DTaP, IPV, Hep A series, MMR #2 – Appropriate. I do suggest that your spread these vaccinations out over a couple/few months. I still am not sold on the necessity of varicella. I do not think the risk across the board is high enough to warrant meningococcal or another PCV.
Updating Tdap reasonable. I do not agree with HPV vaccine necessity. And I’m not sold on even meningococcal. But, children at this age (and body mass) are better able to tolerate the toxins injected into their body, AND there are less vaccines for the immune system to deal with.
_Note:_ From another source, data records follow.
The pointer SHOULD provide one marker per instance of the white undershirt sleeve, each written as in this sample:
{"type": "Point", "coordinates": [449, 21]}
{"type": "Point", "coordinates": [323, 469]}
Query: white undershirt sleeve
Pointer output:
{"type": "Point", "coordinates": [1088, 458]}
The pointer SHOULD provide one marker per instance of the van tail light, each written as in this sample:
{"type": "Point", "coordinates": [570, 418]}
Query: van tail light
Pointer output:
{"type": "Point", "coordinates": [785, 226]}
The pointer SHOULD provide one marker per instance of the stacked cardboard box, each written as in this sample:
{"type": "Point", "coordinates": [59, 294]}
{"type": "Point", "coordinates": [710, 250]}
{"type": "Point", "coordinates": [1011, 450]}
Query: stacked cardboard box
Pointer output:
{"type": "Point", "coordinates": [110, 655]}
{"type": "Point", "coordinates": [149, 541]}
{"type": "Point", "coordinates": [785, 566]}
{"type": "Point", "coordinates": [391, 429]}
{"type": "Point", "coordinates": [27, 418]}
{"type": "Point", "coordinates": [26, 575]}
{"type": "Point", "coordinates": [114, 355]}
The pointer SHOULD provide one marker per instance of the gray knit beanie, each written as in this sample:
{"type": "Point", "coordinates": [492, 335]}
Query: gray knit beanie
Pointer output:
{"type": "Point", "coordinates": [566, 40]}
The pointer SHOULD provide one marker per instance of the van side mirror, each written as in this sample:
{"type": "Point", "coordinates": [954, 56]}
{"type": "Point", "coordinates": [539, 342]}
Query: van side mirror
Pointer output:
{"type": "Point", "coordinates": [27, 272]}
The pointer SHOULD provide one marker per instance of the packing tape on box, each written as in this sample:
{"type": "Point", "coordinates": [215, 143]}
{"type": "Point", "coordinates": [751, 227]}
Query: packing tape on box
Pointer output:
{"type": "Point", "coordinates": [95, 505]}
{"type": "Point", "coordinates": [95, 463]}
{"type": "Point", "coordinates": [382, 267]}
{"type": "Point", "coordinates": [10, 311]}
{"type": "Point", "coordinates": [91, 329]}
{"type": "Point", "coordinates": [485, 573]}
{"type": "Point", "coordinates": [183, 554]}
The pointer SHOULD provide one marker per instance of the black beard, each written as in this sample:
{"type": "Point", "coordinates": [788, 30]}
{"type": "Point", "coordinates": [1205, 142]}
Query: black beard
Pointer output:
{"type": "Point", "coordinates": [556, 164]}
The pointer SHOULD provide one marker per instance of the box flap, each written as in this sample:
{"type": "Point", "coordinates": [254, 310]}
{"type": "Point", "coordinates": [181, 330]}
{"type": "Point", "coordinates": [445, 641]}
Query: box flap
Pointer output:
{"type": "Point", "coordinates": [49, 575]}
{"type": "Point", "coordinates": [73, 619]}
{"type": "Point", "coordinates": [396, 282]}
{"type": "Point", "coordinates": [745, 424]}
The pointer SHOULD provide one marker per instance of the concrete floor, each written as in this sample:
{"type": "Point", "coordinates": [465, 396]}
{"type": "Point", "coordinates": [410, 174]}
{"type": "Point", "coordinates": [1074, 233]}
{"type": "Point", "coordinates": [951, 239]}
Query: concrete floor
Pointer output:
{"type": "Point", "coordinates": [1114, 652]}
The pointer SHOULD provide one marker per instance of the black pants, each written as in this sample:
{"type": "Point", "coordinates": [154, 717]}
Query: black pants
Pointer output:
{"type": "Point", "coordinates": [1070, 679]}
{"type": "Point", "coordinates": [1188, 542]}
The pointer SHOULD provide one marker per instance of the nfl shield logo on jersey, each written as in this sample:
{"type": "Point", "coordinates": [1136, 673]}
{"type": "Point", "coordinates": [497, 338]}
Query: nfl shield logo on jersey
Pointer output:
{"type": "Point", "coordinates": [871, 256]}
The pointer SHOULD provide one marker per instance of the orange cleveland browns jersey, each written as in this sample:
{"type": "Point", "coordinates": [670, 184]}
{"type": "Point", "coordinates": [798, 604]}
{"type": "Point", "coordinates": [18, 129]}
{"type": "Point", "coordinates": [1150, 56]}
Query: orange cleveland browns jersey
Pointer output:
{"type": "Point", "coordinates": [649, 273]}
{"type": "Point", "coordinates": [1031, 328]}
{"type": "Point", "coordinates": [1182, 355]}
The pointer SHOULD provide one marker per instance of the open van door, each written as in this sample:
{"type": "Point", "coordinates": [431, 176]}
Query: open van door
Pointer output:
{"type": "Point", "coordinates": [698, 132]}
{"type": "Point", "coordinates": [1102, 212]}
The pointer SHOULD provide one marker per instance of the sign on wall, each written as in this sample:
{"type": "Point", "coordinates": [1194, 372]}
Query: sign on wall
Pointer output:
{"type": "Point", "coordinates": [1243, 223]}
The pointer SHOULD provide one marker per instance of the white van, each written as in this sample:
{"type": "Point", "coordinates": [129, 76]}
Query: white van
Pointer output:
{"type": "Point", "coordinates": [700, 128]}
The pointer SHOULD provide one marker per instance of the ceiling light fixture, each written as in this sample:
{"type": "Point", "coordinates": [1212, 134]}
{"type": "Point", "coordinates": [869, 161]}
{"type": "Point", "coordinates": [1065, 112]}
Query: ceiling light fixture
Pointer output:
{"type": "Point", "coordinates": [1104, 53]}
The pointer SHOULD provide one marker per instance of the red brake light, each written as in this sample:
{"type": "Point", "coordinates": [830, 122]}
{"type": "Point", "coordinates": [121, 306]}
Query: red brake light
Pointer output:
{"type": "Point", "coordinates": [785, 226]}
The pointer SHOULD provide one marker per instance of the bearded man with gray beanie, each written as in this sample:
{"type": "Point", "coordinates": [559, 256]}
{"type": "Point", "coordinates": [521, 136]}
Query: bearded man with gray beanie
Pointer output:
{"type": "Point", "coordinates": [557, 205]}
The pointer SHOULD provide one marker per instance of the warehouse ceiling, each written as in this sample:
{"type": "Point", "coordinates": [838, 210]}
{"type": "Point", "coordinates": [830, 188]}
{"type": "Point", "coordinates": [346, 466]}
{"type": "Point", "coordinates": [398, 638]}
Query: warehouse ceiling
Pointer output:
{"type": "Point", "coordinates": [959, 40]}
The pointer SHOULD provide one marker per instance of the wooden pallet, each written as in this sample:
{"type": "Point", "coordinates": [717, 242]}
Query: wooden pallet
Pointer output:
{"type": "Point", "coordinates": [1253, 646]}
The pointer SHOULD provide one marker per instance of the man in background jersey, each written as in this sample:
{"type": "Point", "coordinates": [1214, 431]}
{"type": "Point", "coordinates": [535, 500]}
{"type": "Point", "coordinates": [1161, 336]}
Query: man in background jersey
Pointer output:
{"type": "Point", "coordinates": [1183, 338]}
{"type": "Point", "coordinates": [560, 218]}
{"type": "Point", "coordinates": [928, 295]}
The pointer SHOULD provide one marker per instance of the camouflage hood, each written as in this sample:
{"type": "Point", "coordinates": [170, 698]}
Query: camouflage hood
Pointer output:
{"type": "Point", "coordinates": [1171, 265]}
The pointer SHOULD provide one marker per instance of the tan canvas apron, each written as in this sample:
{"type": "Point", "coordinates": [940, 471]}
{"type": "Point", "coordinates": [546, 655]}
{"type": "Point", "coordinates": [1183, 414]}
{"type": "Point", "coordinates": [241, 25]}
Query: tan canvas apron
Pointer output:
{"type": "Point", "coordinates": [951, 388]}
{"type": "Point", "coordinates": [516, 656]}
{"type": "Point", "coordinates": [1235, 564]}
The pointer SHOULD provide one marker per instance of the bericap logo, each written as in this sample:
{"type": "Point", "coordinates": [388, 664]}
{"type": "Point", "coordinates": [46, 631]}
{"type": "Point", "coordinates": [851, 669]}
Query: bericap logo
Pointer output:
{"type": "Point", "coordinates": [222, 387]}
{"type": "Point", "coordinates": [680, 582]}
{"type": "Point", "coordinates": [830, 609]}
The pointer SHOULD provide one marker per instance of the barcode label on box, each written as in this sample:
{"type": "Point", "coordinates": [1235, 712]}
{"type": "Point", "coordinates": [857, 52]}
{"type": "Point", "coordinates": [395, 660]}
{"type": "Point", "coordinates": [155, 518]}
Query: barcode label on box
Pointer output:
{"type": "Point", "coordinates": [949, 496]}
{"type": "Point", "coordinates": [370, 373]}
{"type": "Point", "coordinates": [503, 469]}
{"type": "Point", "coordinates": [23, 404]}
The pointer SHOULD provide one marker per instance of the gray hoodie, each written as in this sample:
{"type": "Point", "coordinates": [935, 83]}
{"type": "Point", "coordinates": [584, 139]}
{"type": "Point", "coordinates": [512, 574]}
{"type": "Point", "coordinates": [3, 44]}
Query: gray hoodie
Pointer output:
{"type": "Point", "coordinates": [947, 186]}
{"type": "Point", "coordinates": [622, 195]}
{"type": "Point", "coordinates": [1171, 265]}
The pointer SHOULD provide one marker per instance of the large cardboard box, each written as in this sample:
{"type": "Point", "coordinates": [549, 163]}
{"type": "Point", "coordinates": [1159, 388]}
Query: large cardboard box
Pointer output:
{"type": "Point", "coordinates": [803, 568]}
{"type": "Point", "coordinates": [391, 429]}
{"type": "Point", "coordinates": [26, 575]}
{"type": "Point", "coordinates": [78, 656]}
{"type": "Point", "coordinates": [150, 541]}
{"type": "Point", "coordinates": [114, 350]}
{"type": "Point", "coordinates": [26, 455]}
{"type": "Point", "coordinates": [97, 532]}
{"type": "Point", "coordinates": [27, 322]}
I don’t like that it’s required, but it may not be worth fighting the schools for lack of compliance.
Age 13 – 18:
I would probably consider meningiococcal for pre-college freshmen if s/he hasn’t already received the vaccine.
The vaccination schedule for adults is more ambiguous and individualized. In general, adults in developed countries should have received the standard childhood vaccinations. Specifically they should be up-to-date on: Tdap (5 doses), MMR (2 doses), Hep A (2 doses), Hep B (3 doses); plus or minus varicella (chicken pox). Tdap is updated every 10 years. Pneumococcal is recommended after age 65 year old (which is probably a good idea).
When you decide to travel, it’s important to do specific research on your destination’s infectious disease issues, and if a vaccine (or prophylactic medication) is available, consider utilizing it. Some countries *require* travelers to receive (and show proof of) the completion of certain immunizations prior to entry and/or departure.
In developed countries, if all the standard vaccinations are up-to-date, life is easier when it comes time to travel. It is likely that you will need boosters of IPV and Tdap. Maybe consider having MMR, Hep A, Hep B titers drawn to make sure you’re immune. Typically typhoid vaccination is recommended – which I agree with. Meningococcal should be considered, but I think I actually decided against it for my family when we went to Ethiopia based on the risk/benefit ratio and our expected destination and scheduled activities. Yellow fever may be necessary – and if the destination is endemic, I would recommend getting this vaccine (although it does have a higher incidence of adverse side effects than is typical of vaccines). And of course, although no a vaccine, Malaria prophylaxis should be considered.
Overall, it is just too complicated to generalize travel vaccinations. There are just so many factors at play. A great website for obtaining information is: Netdoctor.co.uk.
Of course there are always populations that should receive more (or less) vaccinations – so be sure to make an educated decision with the help of your trusted physician!